Centro Histórico da Cidade de São Paulo, 01,07.2026
Você que rala de sol a sol, que corre apressado pelas calçadas estreitas do Centro de São Paulo para garantir o sustento honesto do seu lar, sabe que o perigo muitas vezes se esconde sob os nossos pés. Em uma região com prédios centenários e redes subterrâneas invisíveis, a rotina do trabalhador honesto foi abruptamente interrompida pelo medo real de uma tragédia anunciada.
Na manhã desta terça-feira, o pânico tomou conta de comerciantes, comerciários e pedestres que circulavam pelas imediações da Praça da Sé. Um forte e persistente cheiro de gás invadiu o ar, forçando a interdição emergencial da Rua Barão de Paranapiacaba. O incidente expõe a fragilidade da manutenção de serviços essenciais na área mais antiga da nossa metrópole.
A ENGRENAGEM DO PERIGO: A engrenagem que desencadeia incidentes graves como este costuma operar no subsolo, longe dos olhos do cidadão comum. O vazamento de gás encanado, ocorreu em uma das tubulações sob a calçada da movimentada Barão de Paranapiacaba, conhecida nacionalmente pelo comércio de joias e semijoias.

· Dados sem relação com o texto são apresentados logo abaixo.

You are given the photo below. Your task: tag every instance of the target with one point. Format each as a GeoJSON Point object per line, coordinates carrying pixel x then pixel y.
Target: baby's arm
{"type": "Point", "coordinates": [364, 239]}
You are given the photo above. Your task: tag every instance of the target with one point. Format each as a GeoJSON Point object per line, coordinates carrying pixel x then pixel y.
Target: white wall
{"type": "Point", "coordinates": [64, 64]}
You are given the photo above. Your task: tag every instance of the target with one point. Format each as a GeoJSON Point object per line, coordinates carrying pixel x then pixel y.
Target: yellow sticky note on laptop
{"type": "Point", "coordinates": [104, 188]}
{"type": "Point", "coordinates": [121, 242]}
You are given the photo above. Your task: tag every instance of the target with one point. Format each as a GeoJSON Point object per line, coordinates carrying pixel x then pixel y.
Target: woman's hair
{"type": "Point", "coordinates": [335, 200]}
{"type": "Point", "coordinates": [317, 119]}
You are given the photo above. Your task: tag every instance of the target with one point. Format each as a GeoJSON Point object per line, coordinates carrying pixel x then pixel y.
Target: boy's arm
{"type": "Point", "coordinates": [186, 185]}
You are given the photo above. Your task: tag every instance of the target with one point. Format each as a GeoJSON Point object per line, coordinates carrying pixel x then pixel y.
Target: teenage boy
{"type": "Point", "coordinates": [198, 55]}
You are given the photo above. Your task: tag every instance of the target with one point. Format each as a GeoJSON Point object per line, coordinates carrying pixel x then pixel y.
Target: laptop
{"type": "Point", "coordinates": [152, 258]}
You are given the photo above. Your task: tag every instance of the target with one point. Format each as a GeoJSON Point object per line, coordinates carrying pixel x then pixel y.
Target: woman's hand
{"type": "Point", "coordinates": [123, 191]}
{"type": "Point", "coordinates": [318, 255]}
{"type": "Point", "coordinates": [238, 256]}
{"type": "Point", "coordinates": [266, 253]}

O rompimento de conexões ou falhas na tubulação subterrânea, pode ser causado pelo desgaste natural da infraestrutura antiga da Sé ou por impactos decorrentes de obras civis paralelas na região. Rapidamente, o gás altamente inflamável começou a escapar e acumulou-se sob o calçamento, criando uma perigosa bolha invisível com potencial devastador para gerar explosões, caso entrasse em contato com qualquer faísca ou fiação exposta.
VOZES DA URGÊNCIA: O alerta foi emitido por lojistas que sentiram o odor característico e acionaram imediatamente o telefone 193 do Corpo de Bombeiros. As equipes de resgate e prevenção agiram rápido, isolando um raio de segurança e determinando a evacuação imediata de dezenas de lojas e escritórios. Técnicos da Comgás e equipes de emergência da Enel, foram chamados para atuar em conjunto no desligamento controlado da rede de energia e estancamento do fluxo de gás.

“Começamos a sentir aquele cheiro forte e, em poucos minutos, os bombeiros mandaram todo mundo baixar as portas e sair correndo para a calçada da Sé. É uma revolta ver o nosso dia de trabalho ser perdido desse jeito, por falta de uma manutenção decente no subsolo. A gente já perde vendas com a crise e agora corre o risco de voar pelos ares?”, protestou uma vendedora de joias que aguardava a liberação da via sob forte sol.
DADOS OFICIAIS:
Localização do Incidente: Rua Barão de Paranapiacaba, Sé (região central de São Paulo).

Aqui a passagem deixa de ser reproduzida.